A book by Andrew Orta, entitled Catechizing Culture : Missionaries, Aymara, and the New Evangelization, documents the current Roman Catholic approach of inculturation among the Aymara of Bolivia.  According to the author, one consequence of "inculturation" is that Catholic priests now encourage the Aymara to revive rituals that earlier generations of Catholic priests had tried to eradicate. Practices once denounced as idolatrous are being re-interpreted as essentially ‘Christian.’  Here is how one person has summarized the book:

What happens when the Catholic church in Bolivia reverses itself after 450 years and, in a policy move called 'theology of inculturation,' not only hands over missionary duties to Aymara catechists, but trains them to foster and revive, rather than to stamp out, sacrifical rites and 'native' shamanic practices? In this ambitious and innovative dual ethnography of missionizing priests and catechists and missionized Aymara communities, Orta sets a new standard for the study of both transnational process and the production of local worlds, tying the two together through a subtle analysis of embodied subjectivity and personhood.
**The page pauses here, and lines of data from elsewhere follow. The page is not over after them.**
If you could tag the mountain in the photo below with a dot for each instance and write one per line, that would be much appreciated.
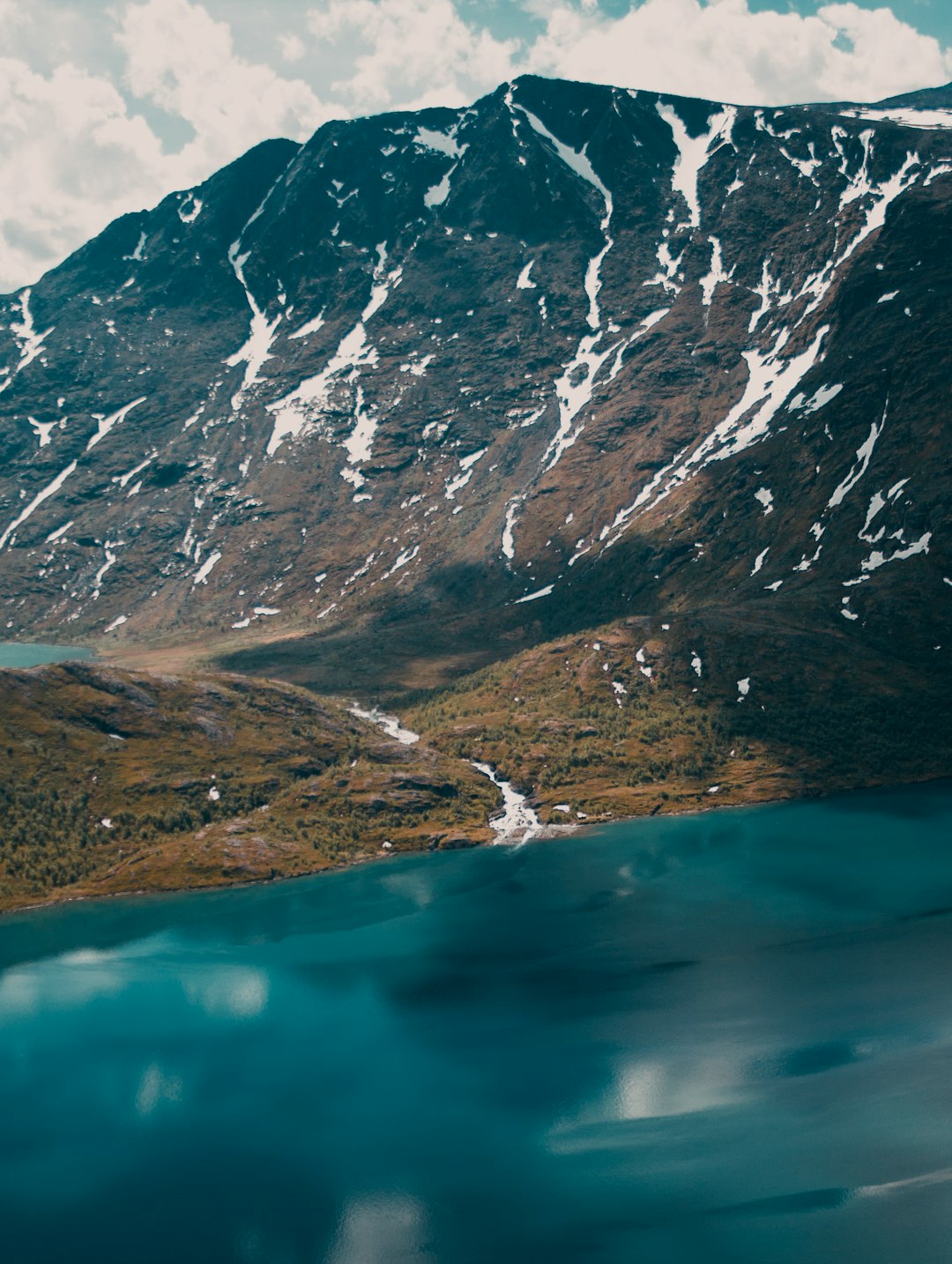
(447, 390)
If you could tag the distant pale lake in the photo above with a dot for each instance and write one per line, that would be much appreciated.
(715, 1039)
(13, 654)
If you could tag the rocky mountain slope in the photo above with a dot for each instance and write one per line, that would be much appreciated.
(447, 388)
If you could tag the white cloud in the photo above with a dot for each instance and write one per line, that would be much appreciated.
(408, 53)
(293, 48)
(75, 151)
(725, 52)
(82, 143)
(183, 61)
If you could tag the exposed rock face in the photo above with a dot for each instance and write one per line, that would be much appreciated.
(568, 354)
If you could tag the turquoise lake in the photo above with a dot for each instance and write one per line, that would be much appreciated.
(15, 654)
(706, 1039)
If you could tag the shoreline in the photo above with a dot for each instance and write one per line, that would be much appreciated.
(544, 835)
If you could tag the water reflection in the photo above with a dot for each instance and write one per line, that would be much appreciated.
(721, 1038)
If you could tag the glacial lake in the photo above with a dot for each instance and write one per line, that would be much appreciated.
(713, 1039)
(15, 654)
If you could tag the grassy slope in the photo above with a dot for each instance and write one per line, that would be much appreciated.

In Catechizing Culture, cutting-edge theory meets lively ethnographic narrative, and the reader is witness to the latest twists in the making of millennial Andean societies." —Thomas A. Abercrombie, associate professor, anthropology, New York University  (from http://www.columbia.edu/cu/cup/catalog/data/023113/0231130686.HTM )

 

Actually, the method of “inculturation” is just a new chapter in a very old playbook, for Roman Catholicism has long been essentially the fusing of many pagan elements with Christianity.  In this way it, along with so much modern pseudo-Protestantism, has served as an impediment to true Biblical Reformation.  But we should pray that God would pour out the blessing of a true Protestant Reformation in Bolivia, as well as all other nations of the world.